From the recursion formula for \(Q_n(z)\) it is easy to see that

$$\begin{aligned} Q_n(ai)=-(i)^n\sqrt{a^2+1}(a+\sqrt{a^2+1})^{n-1}. \end{aligned}$$

Hence we have

Proposition 4.9

For \(n=1,2,\ldots \)

$$\begin{aligned} \max _{p\in \mathbb {C}_n[z],\,\Vert p\Vert _{[-1,1]}\le 1}|p(ai)|=\sqrt{a^2+1}(|a|+\sqrt{a^2+1})^{n-1} \end{aligned}$$

and this maximum value is attained by \(Q_n(z)\) (for \(a>0\)).

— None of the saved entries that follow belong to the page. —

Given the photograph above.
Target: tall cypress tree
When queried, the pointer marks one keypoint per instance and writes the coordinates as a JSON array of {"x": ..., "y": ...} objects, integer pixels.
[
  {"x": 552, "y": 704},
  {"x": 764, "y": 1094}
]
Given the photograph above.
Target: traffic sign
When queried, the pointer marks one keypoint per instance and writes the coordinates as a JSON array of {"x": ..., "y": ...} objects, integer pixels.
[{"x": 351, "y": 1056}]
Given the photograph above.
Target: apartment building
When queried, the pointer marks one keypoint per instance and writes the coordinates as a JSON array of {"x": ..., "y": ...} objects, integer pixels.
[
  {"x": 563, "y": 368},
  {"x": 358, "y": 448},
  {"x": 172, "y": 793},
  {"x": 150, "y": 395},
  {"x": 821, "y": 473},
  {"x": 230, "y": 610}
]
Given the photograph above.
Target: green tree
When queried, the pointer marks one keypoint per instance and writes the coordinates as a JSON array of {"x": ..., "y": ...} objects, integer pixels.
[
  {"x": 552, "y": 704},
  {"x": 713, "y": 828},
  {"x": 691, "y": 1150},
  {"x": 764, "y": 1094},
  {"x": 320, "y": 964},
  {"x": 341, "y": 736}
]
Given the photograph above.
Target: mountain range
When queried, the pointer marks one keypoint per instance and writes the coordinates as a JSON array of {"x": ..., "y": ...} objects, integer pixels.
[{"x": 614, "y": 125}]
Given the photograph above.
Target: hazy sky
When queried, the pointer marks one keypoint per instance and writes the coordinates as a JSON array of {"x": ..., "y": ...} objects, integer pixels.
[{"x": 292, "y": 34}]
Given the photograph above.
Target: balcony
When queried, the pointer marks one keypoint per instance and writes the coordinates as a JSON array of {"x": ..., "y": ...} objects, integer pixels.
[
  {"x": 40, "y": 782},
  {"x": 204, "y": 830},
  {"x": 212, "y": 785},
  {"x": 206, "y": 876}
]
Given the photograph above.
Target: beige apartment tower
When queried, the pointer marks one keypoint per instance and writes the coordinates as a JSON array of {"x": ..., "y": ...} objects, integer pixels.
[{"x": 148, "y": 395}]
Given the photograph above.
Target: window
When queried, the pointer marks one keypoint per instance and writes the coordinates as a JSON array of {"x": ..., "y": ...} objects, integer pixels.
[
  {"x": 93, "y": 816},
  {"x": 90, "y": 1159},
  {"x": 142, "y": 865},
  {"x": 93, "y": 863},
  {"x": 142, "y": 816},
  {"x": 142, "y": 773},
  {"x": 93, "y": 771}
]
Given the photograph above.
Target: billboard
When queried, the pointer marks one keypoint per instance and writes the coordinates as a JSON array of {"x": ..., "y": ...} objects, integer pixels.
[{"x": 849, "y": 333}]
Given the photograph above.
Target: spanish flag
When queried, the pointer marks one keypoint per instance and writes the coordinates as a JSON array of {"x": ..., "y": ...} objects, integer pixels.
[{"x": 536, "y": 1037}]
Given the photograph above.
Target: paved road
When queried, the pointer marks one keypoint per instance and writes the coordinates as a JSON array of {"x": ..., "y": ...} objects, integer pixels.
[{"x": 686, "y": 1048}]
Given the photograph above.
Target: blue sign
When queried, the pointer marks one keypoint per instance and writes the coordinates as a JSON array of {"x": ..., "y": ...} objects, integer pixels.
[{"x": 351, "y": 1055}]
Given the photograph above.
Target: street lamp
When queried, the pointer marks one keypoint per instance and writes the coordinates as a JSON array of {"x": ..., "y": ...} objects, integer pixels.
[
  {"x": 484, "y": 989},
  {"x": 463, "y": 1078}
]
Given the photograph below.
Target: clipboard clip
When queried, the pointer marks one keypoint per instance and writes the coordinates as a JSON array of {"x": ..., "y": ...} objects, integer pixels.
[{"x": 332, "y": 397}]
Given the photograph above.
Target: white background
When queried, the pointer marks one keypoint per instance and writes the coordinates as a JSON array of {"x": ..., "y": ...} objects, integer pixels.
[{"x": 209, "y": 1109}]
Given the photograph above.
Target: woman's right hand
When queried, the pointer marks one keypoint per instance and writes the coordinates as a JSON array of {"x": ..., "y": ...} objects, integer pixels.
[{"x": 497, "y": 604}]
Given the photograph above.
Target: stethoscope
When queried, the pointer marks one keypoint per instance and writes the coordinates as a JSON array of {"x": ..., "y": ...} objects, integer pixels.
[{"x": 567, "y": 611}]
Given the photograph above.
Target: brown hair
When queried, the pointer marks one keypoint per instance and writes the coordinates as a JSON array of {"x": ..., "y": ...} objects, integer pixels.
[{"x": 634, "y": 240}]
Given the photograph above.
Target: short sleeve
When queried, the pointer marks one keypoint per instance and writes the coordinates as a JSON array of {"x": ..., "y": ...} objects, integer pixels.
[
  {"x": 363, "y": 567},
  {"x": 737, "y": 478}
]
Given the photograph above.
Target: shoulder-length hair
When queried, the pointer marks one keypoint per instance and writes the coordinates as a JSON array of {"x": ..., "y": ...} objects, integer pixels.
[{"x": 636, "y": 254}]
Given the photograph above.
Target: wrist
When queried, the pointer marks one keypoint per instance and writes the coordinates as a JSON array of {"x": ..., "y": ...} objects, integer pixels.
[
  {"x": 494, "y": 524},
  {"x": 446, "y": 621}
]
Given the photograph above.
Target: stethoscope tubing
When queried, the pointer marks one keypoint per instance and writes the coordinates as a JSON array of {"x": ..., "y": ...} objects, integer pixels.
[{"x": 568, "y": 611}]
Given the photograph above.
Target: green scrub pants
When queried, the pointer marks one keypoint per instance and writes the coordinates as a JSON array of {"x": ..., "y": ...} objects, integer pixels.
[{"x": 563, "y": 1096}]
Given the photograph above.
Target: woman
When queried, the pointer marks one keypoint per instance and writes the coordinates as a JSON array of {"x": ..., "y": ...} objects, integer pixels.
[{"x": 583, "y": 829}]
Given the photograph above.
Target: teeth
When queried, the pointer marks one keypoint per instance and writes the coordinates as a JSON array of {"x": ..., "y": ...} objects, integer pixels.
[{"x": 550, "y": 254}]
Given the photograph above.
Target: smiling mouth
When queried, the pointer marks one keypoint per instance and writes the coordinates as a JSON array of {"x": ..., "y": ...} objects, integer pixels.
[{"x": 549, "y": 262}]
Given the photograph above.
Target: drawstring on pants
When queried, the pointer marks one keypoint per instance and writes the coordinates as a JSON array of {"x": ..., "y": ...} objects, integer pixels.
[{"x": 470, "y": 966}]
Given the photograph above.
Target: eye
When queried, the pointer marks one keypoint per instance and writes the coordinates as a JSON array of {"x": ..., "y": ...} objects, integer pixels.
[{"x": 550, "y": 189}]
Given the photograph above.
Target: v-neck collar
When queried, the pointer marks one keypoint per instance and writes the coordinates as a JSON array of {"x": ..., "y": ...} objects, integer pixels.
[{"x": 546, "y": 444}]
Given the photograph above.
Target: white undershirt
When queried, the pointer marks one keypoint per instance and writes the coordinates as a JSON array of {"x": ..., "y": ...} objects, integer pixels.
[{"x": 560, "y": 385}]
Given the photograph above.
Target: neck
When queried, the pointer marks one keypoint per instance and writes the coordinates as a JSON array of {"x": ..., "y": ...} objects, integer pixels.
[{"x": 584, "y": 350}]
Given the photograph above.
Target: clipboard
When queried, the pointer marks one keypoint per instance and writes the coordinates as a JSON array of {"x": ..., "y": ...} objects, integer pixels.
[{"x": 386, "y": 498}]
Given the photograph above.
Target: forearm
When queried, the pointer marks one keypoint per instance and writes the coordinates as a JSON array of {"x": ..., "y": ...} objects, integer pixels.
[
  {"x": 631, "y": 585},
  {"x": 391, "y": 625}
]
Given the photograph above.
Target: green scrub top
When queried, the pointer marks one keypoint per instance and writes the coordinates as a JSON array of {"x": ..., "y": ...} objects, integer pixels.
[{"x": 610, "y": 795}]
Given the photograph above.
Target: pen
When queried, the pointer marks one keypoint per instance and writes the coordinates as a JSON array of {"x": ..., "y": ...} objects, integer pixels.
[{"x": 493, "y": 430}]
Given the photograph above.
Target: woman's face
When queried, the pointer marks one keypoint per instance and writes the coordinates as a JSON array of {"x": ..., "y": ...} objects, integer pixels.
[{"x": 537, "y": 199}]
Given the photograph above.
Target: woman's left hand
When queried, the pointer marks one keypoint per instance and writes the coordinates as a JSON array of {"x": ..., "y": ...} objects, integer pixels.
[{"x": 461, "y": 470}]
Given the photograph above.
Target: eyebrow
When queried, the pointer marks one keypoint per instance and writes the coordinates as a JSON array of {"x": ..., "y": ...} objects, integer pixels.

It is worth noting that the extremal polynomial and optimal prediction measure, unlike the real case, depend on the exterior point \(z_0.\) Moreover, this extreme value is rather larger than \(|T_n(ai)|.\) Indeed it is easy to show that

$$\begin{aligned} \sqrt{a^2+1}(|a|+\sqrt{a^2+1})^{n-1}-|T_n(ai)|=(\sqrt{a^2+1}-|a|)|T_{n-1}(ai)|. \end{aligned}$$

One may of course wonder if there are similar formulas for general points \(z_0\in \mathbb {C}\backslash [-1,1]\) (not just \(z_0=ai\)). However numerical experiments seem to indicate that in general there is no three-term recurrence for the extremal polynomials.

Note added in proof It has recently come to our attention that the general extremal values problem has been studied by Yuditskii [8].